というか、こういう「海外に紹介しますよ!」
「東京で企画しましょう!」みたいな美術関係でもなくギャラリストでもないプロモーターが、実は大嫌いだったりします。

よく考えてみてください。
地方でも、都会でも暮らしている人は同じ人間です。
日本でも、海外でもくらいしているのは同じ人間なんです。
なのに、いきなり海外に持って行ったら売れるなんて現象を、信じられますか?

例えてみるなら、
地方の駅前で歌っていた路上ミュージシャンが
NYの路上で演奏して、一晩で全米トップミュージシャンになるなんてことがあるでしょうか。
おそらく、無いでしょう。

地理的な要因を外して考えてみると
どんな地方都市だって、ある一定のパーセンテージで
似た思想を持つ人はいます。
それは、一定数、社会に犯罪者がいるように普遍的な人間性みたいなものでは無いでしょうか。
つまり、10万人以上の都市で反応が0パーセントなら、分母を変えても反応に変化は期待できないでしょう。

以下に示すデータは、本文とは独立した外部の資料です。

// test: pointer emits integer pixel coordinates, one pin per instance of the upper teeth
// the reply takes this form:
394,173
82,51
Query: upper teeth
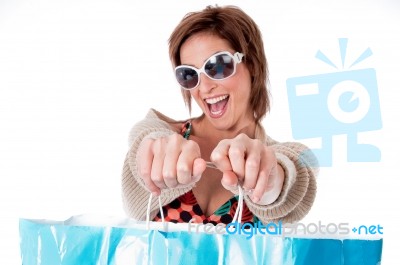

ただ、大都市や海外に魅力がないかというとそうではなくて、
単純にアクションを起こした時に人の目に触れる機会は多いです。
コミケに50万人動員できるのも、地理的な要因はありますからね。

僕が考える美術の流通って
悲しいけど、わかってくれる1パーセントの人にしか全く響かないものだと思っています。
それは地方であっても、都会であっても、海外であっても同じです。
変わらず、一定の人にしか届かない。
でも、この「一定の人にしか届かない」というのは
つまり「一定の人には届く」とも言い換えることができます。

どんな逆境にあっても、どうしても突き詰めたいものならば
自分が心を動かされたものならば、一定数の人は振り向いてくれるはずです。

だから僕は今まで地理的なリスクもメリットも考えてきませんでした。
見つめるべきは単に自分の信じるものと、気持ちの届く人です。